An updated Enhancements Pipeline was expected to be published before the parliamentary summer recess, which began at the end of last week. Network Rail Andrew Haines had even said that he believed the pipeline was “days away”, when speaking at the end of June. However, the pipeline will now not be published until September at the earliest when parliament reconvenes.

Railway Industry Association (RIA) chief executive Darren Caplan said that the “lack of certainty” threatens to hamper the industry. "Without seeing the details of enhancement schemes around the country, and the Government’s plan for the railways in the north and midlands, rail suppliers of all types and sizes simply will not be able to prepare their teams, resources and business plans over the summer,” Caplan said. “This lack of certainty and visibility makes it more difficult to build and enhance the UK’s railway network as efficiently and cost-effectively as it otherwise could.”
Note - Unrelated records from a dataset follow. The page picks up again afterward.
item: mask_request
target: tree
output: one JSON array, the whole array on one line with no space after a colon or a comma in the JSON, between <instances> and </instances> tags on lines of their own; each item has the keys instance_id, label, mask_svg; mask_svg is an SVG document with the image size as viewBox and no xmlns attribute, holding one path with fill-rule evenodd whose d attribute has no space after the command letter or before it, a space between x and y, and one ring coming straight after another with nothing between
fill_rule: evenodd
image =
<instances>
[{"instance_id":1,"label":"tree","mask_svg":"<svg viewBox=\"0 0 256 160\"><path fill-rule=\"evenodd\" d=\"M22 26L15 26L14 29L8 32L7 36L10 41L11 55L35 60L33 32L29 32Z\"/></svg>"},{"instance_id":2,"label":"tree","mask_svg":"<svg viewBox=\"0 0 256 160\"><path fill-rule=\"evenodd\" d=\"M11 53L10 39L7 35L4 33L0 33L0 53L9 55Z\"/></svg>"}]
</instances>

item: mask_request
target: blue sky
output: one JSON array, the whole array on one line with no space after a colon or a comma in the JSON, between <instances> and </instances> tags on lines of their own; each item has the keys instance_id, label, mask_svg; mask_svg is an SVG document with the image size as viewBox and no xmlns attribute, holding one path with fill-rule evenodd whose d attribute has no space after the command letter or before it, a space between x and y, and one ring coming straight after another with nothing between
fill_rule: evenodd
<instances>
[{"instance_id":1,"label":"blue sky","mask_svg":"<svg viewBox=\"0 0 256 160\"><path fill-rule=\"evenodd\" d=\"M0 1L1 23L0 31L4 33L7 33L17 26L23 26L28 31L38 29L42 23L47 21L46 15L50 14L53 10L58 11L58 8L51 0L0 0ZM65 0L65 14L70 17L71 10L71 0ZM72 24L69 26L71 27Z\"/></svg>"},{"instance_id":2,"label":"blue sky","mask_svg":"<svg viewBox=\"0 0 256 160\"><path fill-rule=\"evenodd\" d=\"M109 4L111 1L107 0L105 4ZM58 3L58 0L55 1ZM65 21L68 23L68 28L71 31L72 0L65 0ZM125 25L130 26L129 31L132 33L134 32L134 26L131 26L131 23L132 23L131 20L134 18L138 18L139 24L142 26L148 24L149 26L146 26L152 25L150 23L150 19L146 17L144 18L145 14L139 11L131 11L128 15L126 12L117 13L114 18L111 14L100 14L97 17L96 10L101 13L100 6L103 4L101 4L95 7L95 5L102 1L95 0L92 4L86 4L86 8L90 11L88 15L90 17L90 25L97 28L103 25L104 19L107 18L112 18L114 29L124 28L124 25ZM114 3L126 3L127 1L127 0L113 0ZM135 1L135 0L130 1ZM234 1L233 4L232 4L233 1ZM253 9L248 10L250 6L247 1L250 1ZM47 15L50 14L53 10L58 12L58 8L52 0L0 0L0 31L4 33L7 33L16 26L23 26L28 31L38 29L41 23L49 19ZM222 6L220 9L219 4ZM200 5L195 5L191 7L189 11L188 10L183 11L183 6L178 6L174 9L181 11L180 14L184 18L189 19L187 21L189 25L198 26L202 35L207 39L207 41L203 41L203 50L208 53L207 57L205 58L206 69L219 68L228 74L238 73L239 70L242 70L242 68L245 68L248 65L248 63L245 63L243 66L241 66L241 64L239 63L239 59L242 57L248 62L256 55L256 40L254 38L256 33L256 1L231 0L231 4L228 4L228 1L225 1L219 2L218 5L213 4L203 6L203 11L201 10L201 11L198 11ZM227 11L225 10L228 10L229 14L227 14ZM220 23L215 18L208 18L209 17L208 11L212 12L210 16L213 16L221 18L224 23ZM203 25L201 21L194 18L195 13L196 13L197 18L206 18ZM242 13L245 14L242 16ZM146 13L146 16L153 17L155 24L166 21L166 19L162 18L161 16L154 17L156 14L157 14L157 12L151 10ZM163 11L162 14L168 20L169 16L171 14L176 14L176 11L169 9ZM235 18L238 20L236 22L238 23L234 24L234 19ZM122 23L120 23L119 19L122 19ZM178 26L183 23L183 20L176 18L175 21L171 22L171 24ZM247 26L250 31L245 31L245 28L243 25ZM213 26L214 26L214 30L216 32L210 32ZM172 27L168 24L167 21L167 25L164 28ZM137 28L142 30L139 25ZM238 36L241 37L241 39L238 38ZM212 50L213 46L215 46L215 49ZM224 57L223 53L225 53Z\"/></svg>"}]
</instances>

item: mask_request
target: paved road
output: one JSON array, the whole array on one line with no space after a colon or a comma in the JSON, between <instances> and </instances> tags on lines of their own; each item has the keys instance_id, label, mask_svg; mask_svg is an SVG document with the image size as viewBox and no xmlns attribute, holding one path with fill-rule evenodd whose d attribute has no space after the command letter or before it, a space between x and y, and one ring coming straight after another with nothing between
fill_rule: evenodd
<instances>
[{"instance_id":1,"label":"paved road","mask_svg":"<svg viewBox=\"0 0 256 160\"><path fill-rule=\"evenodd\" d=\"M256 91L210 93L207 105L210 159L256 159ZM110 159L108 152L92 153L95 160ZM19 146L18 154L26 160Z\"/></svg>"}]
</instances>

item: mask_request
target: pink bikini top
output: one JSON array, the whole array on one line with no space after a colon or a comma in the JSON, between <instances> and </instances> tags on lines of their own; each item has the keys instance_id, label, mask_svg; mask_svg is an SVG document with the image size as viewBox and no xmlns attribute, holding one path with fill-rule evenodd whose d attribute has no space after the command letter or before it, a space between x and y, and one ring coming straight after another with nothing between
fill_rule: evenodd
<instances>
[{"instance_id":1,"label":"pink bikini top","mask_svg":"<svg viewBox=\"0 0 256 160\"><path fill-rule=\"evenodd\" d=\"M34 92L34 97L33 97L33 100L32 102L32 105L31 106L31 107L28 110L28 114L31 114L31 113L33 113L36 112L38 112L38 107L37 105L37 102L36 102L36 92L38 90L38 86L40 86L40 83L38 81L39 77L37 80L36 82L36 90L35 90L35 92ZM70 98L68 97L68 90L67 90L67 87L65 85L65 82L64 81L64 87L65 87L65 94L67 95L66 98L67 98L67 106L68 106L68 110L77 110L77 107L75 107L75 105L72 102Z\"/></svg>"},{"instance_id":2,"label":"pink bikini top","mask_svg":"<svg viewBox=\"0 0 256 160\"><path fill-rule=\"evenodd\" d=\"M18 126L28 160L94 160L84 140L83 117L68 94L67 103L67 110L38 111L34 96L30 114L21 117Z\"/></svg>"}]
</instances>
He added: “We sympathise with the Government on the difficult impact the Coronavirus pandemic has had on budgets, yet we are simply seeking certainty and visibility on what the Government intends to do. This ‘summer of uncertainty’ will not help rail suppliers as they seek to deliver a world-class railway network to the timescale and budget the Government wants for the years ahead.”

When first unveiled in 2019, the pipeline included 58 proposed enhancement projects. The DfT had pledged to update the pipeline on a yearly basis but it has now been more than 20 months since it did so.

In September, Network Rail System Operator managing director Paul McMahon told a Westminster Policy Forum that schemes in the pipeline were being reassessed to see if they were still “justified” in light of the pandemic-driven fall in passenger numbers.